Almost all the F&B operators spoken to echo a similar sentiment: that the music ban is harsh, and uncalled for. 

Level33’s managing director Martin Bém feels like that is no substitute for background music. The resulting environment is an unconducive one. “How eerie it feels to enter a silent restaurant,” he notes. He believes low-decibel, background tunes should be allowed. “[Ambient music] simply creates a certain atmosphere for the dining experience,” he adds. 

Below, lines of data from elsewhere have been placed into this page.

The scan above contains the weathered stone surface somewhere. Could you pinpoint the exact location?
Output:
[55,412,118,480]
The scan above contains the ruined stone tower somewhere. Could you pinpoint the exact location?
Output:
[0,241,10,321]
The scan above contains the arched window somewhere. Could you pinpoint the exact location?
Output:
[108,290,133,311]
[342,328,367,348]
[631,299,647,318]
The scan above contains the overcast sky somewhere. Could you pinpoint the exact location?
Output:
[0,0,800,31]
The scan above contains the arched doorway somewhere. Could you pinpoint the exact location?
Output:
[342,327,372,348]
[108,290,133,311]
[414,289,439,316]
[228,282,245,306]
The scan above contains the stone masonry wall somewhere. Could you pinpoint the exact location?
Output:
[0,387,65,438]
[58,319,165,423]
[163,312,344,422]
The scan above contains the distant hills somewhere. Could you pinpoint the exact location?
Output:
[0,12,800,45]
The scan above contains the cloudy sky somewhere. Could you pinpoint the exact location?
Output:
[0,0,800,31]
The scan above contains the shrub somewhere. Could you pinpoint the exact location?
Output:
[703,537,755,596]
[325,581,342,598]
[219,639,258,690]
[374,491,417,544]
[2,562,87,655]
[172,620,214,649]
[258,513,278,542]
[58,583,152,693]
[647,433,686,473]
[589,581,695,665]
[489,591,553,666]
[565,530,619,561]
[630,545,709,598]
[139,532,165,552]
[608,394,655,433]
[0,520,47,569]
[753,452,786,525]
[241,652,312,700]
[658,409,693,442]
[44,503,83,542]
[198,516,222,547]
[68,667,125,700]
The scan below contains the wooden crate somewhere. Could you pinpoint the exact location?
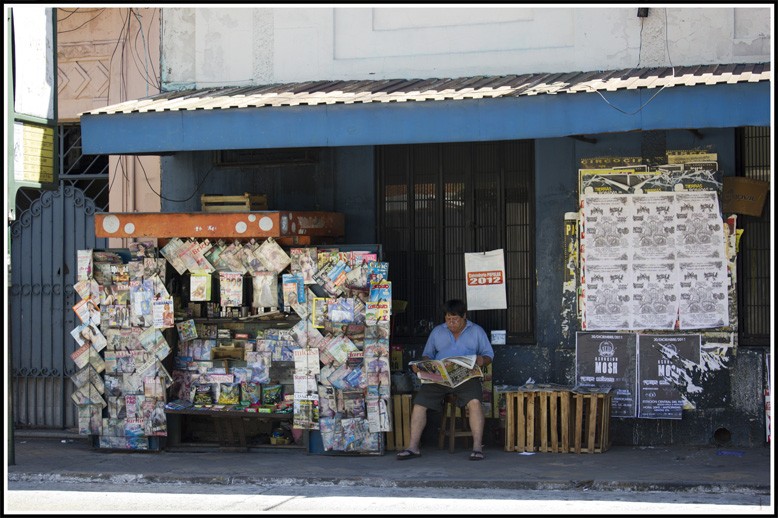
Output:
[570,393,613,453]
[505,390,612,453]
[536,390,570,453]
[505,392,537,452]
[386,394,413,451]
[200,192,267,212]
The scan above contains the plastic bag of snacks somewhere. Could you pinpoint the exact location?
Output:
[219,383,240,405]
[262,385,284,405]
[240,381,262,405]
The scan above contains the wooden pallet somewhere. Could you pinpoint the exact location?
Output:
[386,394,412,451]
[200,192,267,212]
[570,394,613,453]
[505,390,612,453]
[505,392,537,452]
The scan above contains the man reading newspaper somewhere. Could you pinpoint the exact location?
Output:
[397,299,494,460]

In a joint letter to the government sent on August 10 2021, over 850 members from the F&B industry – Savefnbsg, Singapore Cocktail Bar Association, and the Singapore Nightlife Business Association – called for the lift in background music curbs. They say: “Counter-intuitively, the lack of privacy between groups with no music has resulted in louder conversations and borderline inter-mingling amongst groups of strangers.” 

Allowing soft, background music only serves to promote a more enjoyable meal, and reinvigorate the battered F&B scene. Núria from Restaurant Gaig puts it poignantly: “People are feeling fatigued from the many rounds of changing measures and restrictions, and dining at restaurants is one of the limited pleasures they can still indulge in.”

“As a restaurateur, I feel sad and regretful that sometimes I am unable to offer the ideal ambience that gives my guests the best experience for a perfect meal.”